Это было время страшного одиночества, страшной боли, когда очень остро ощущалось, что мы побеждены, и жизнь напоминала крутой подъём в гору. Вы теряли друзей, работу, университет, родителей, - очень тяжёлые времена, невероятно тяжёлые… И вы приходили в такое место, как «Peña Javiera» Нано Асеведо - единственная подлинная пенья, которая существовала в ранний период диктатуры, - где у ведущего жизнь была такой же трудной, как у вас. Если вы были музыкантом, можно было прийти со своей гитарой, а если у вас не было гитары, но вы говорили: «Я хотел бы спеть», - вам давали гитару и вы пели. Вы оказывались в окружении себе подобных, страдавших так же, как и вы, и не чувствовали себя одиноким.

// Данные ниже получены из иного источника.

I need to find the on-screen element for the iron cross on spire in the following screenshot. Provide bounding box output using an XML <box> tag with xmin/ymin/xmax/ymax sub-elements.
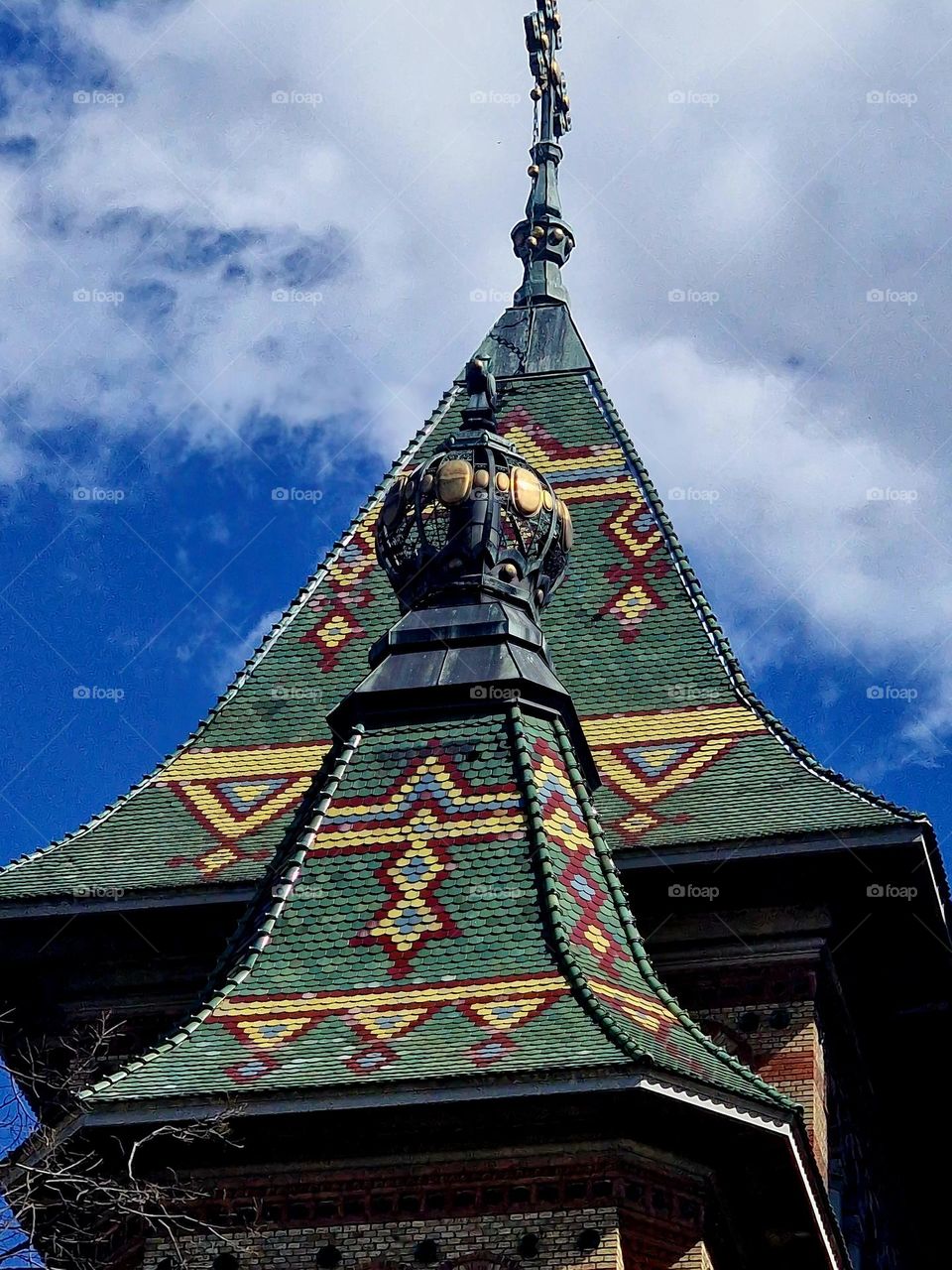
<box><xmin>526</xmin><ymin>0</ymin><xmax>572</xmax><ymax>141</ymax></box>
<box><xmin>513</xmin><ymin>0</ymin><xmax>575</xmax><ymax>306</ymax></box>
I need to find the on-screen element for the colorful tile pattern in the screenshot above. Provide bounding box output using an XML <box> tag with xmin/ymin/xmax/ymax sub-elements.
<box><xmin>300</xmin><ymin>516</ymin><xmax>377</xmax><ymax>675</ymax></box>
<box><xmin>158</xmin><ymin>743</ymin><xmax>329</xmax><ymax>876</ymax></box>
<box><xmin>83</xmin><ymin>706</ymin><xmax>791</xmax><ymax>1102</ymax></box>
<box><xmin>0</xmin><ymin>310</ymin><xmax>910</xmax><ymax>916</ymax></box>
<box><xmin>313</xmin><ymin>740</ymin><xmax>522</xmax><ymax>978</ymax></box>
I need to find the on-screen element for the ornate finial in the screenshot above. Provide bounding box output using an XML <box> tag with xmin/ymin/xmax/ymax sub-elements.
<box><xmin>513</xmin><ymin>0</ymin><xmax>575</xmax><ymax>305</ymax></box>
<box><xmin>377</xmin><ymin>424</ymin><xmax>572</xmax><ymax>622</ymax></box>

От этого становилось легче. Такой опыт дорогого стоил, он делал вас сильнее, вы ощущали в себе энергию. Нано Асеведо был смельчак, очень отважный человек.

[Нано Асеведо, композитор, музыкант*****:

Для ресторатора суббота была плохим вечером. Всеобщий страх, да к тому же ещё и комендантский час… В конце концов хозяин сказал: «Ну ладно, попробуйте в эту субботу». В назначенный вечер зал был полон, и он получил хороший доход. Он нас слегка прикрывал, торгуя в перерыве едой и напитками. Постепенно молва о заведении распространилась, начались аншлаги, мы стали выступать и по пятницам тоже; денег, которые мы зарабатывали за два вечера, почти хватало, чтобы жить на них всю неделю. Когда комендантский час начинался в 11 вечера, мы открывали пенью в 8 и заканчивали в 10:30 или без четверти 11. Был один вид транспорта - такси, - которому разрешалось ездить по улицам в первые минуты комендантского часа. По мере того как начало комендантского часа сдвигалось на более позднее время, мы продлевали свои мероприятия. Иногда мы оставались там ночевать. Полиция могла нагрянуть в любой момент: это означало бы закрытие ресторана и тюремное заключение для всех, кто там очутился. Пенья просуществовала до 1980 года. Я бросил это дело сам, никто меня не вынуждал: я просто устал, а кроме того, исчез элемент риска. У меня зависимость от риска. Есть люди, зависимые от марихуаны, кокаина, табака, алкоголя; я равнодушен ко всему этому, но я люблю затеи, которые нелегко осуществить…]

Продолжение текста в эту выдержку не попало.